Votre plan d’action pour démarrer
Le changement de banque n’est pas une démarche qui demande des semaines de préparation. L’essentiel tient en quelques actions bien séquencées. Les points ci-dessous synthétisent ce qu’une transition fluide nécessite, quelle que soit la banque en ligne choisie.
- Télécharger et lire la convention de compte et la brochure tarifaire complète
- Lister tous les prélèvements automatiques actifs (relevés des 3 derniers mois)
- Ouvrir le nouveau compte et attendre la réception de la carte avant toute action
- Activer le service de mobilité bancaire auprès du nouvel établissement
- Clôturer l’ancien compte uniquement une fois toutes les domiciliations transférées
Si vous hésitez encore sur le choix de l’établissement, un critère souvent décisif est la cohérence entre vos valeurs et la politique de financement de votre banque. Un établissement qui publie ses engagements environnementaux, refuse explicitement certains secteurs d’investissement et permet à ses clients de participer à sa gouvernance offre un niveau de transparence rare dans le secteur bancaire de détail.

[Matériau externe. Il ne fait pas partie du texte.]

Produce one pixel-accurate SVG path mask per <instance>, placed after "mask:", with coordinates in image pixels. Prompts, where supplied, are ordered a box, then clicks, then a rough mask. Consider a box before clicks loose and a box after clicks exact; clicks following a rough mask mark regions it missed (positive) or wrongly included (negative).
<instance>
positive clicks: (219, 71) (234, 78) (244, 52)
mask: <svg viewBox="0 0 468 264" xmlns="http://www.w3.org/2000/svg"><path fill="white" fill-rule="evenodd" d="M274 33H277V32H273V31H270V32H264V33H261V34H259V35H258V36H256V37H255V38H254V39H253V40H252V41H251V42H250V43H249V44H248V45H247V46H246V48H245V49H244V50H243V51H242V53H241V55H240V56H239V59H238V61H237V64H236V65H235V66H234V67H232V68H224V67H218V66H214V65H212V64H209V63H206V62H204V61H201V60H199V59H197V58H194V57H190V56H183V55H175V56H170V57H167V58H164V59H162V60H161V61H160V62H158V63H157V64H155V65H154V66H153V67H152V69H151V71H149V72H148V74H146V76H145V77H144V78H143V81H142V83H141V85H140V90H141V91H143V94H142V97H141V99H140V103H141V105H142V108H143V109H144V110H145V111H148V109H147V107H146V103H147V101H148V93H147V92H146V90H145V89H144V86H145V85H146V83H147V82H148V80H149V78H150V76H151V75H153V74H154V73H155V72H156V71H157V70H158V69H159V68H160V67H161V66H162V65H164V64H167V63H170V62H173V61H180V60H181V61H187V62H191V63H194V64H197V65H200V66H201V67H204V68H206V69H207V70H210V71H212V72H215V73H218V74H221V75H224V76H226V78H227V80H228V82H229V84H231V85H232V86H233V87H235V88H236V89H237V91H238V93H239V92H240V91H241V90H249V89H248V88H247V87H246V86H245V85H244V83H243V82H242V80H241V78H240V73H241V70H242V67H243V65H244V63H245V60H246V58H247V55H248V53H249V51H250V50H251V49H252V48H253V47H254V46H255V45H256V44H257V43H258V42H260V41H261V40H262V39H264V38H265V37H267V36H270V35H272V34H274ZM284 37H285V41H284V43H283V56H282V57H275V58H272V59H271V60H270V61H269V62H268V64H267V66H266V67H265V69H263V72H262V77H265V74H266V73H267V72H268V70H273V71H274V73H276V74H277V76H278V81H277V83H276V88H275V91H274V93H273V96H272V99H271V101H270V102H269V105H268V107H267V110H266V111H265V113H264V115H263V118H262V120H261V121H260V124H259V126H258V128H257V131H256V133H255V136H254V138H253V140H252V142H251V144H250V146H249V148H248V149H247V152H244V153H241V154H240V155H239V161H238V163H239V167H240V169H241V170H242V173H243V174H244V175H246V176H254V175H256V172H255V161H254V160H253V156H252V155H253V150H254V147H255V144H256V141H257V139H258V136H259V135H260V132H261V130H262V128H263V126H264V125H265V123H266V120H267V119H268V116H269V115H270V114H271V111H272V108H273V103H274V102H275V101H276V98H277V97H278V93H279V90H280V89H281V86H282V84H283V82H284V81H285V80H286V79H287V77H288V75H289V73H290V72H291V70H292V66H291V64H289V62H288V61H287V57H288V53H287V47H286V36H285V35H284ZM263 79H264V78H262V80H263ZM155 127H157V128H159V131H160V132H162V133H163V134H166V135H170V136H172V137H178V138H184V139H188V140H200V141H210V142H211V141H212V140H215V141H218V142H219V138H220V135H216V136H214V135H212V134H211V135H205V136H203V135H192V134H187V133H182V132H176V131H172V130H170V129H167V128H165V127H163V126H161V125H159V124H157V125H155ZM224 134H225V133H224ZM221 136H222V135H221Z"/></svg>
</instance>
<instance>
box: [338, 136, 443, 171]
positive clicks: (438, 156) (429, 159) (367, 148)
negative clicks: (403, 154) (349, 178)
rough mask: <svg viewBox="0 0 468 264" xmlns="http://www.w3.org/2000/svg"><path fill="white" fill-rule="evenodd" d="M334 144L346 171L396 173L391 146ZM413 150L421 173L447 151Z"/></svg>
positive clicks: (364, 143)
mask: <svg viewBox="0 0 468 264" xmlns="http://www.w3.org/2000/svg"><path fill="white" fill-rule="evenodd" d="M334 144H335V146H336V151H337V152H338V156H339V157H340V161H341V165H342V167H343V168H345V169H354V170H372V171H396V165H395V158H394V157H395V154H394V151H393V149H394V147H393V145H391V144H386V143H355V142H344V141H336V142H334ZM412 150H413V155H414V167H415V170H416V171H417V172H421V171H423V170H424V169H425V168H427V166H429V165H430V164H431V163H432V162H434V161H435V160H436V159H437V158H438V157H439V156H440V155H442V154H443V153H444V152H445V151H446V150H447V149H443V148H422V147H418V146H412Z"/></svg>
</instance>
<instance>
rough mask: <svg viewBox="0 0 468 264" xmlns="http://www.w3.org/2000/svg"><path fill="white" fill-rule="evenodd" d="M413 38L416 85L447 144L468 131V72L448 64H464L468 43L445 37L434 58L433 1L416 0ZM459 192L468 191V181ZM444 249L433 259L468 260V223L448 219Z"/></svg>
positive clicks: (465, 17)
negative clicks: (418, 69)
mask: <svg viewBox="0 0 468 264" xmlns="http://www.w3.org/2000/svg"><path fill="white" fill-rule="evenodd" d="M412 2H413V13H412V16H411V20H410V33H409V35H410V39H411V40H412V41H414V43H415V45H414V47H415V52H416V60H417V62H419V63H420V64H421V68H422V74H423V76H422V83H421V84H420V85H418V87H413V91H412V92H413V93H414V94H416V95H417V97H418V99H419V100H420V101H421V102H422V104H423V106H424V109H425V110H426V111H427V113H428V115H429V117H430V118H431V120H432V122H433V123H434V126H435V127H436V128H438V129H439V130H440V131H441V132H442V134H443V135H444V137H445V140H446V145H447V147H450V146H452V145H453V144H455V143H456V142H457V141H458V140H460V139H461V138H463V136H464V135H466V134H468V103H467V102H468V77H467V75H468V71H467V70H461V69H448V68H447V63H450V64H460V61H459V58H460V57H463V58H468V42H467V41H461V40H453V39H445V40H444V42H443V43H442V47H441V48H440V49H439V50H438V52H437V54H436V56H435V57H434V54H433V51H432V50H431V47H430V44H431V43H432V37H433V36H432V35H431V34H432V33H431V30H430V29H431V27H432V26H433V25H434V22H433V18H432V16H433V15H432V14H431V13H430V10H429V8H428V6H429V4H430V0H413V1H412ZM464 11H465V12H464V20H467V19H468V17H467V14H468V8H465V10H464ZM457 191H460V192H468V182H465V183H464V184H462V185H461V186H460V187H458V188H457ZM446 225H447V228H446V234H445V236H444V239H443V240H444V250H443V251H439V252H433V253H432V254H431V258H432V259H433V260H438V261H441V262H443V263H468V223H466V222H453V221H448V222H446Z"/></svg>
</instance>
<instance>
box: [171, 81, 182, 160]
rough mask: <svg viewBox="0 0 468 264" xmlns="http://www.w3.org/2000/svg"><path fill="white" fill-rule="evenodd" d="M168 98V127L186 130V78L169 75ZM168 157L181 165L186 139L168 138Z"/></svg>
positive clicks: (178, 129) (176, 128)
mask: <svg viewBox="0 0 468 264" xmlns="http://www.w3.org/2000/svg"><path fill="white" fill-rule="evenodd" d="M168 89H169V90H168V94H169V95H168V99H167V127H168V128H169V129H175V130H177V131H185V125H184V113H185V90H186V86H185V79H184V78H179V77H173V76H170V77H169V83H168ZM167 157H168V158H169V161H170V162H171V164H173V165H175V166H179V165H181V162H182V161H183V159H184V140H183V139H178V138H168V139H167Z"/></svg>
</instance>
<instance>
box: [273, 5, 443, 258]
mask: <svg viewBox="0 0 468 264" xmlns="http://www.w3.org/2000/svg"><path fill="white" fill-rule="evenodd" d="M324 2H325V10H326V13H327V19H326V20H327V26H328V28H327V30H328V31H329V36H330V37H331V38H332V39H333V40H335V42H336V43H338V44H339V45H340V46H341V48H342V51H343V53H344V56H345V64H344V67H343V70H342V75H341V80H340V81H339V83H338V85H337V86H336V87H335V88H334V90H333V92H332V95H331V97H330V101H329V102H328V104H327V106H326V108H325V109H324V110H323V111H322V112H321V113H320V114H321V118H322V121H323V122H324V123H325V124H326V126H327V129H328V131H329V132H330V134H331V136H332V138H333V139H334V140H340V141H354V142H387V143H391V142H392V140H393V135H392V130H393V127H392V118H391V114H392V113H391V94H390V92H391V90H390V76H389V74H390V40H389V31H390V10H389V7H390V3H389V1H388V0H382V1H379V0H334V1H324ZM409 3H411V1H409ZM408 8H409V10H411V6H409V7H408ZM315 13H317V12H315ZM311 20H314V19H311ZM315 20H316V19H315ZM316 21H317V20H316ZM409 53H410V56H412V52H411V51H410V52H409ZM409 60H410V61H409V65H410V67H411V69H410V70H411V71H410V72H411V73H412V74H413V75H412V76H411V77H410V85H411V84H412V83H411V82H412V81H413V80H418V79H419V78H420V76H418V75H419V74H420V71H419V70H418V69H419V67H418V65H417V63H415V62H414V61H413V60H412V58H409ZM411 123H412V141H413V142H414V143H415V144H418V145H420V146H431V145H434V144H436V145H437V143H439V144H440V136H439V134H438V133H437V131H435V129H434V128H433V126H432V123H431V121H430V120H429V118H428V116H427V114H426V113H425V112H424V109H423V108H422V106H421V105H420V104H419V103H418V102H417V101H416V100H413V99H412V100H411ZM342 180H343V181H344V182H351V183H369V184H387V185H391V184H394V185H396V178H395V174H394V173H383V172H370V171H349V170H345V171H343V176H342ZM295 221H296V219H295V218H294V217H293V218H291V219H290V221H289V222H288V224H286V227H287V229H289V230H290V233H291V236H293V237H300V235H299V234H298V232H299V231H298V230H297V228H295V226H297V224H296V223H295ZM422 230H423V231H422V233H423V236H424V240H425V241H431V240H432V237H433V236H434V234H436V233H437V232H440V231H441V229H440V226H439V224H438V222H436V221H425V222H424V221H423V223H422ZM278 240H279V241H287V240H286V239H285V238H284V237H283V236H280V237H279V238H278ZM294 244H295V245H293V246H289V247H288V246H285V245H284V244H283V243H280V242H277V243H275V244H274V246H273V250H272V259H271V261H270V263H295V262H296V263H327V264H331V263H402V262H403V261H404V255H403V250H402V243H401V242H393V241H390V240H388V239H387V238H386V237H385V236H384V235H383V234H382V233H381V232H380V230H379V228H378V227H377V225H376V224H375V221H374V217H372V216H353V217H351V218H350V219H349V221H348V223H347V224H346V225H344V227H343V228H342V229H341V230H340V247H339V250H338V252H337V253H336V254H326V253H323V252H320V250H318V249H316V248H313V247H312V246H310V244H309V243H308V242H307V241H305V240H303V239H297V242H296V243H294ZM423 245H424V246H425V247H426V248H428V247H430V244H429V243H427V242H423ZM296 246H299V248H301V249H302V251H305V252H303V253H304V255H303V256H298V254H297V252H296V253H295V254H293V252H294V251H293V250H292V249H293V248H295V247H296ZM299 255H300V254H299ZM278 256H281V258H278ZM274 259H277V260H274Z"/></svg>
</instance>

Points de vigilance à considérer : Ce contenu ne remplace pas un conseil personnalisé adapté à votre situation financière. Les conditions et tarifs peuvent évoluer ; vérifiez les informations en vigueur directement auprès de l’établissement. En cas de litige ou d’interrogation sur vos droits, le médiateur de la consommation ou un conseiller bancaire indépendant peuvent vous orienter.

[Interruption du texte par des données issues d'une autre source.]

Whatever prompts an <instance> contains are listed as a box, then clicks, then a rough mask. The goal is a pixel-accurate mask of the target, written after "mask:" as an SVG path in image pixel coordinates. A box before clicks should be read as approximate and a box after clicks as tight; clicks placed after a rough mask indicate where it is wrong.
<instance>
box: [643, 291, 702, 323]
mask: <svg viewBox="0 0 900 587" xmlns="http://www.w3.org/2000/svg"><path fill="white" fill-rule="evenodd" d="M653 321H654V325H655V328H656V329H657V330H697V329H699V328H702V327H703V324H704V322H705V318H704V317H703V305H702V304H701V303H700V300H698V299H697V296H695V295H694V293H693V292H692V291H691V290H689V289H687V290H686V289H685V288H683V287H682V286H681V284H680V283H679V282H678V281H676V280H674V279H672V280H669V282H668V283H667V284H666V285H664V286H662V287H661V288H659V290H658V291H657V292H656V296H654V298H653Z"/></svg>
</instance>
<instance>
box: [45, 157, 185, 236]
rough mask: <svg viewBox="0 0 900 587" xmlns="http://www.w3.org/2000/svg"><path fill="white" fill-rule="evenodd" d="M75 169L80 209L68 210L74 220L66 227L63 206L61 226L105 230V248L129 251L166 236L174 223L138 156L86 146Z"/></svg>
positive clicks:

Le service de mobilité bancaire est-il vraiment automatique ?
Oui, sous réserve que votre nouvelle banque propose bien ce service (toutes les banques y sont tenues). Elle contacte les organismes à votre place et leur transmet votre nouveau RIB. Quelques organismes atypiques (associations, petits prestataires) peuvent néanmoins nécessiter une mise à jour manuelle de votre part.

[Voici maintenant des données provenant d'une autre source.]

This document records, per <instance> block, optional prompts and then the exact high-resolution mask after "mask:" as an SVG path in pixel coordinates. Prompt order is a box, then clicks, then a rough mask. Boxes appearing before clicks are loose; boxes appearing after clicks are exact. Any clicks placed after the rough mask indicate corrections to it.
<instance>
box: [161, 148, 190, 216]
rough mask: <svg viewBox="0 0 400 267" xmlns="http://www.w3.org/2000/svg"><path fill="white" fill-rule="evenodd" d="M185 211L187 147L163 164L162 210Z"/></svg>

Qu’est-ce que le sociétariat dans une banque coopérative ?
Devenir sociétaire signifie détenir des parts sociales dans la banque. Vous devenez ainsi copropriétaire de l’établissement, avec la possibilité de participer aux assemblées générales et de voter sur les orientations stratégiques. C’est un statut différent de celui de simple client, qui vous donne un droit de regard sur la gouvernance.
Peut-on accéder à une agence physique avec une banque en ligne ?
Cela dépend de l’établissement. Certaines banques en ligne s’appuient sur un réseau d’agences physiques, d’autres fonctionnent exclusivement à distance. Le Crédit Coopératif dispose d’agences accessibles : vérifiez la couverture géographique correspondant à votre zone avant d’ouvrir un compte si ce critère est important pour vous.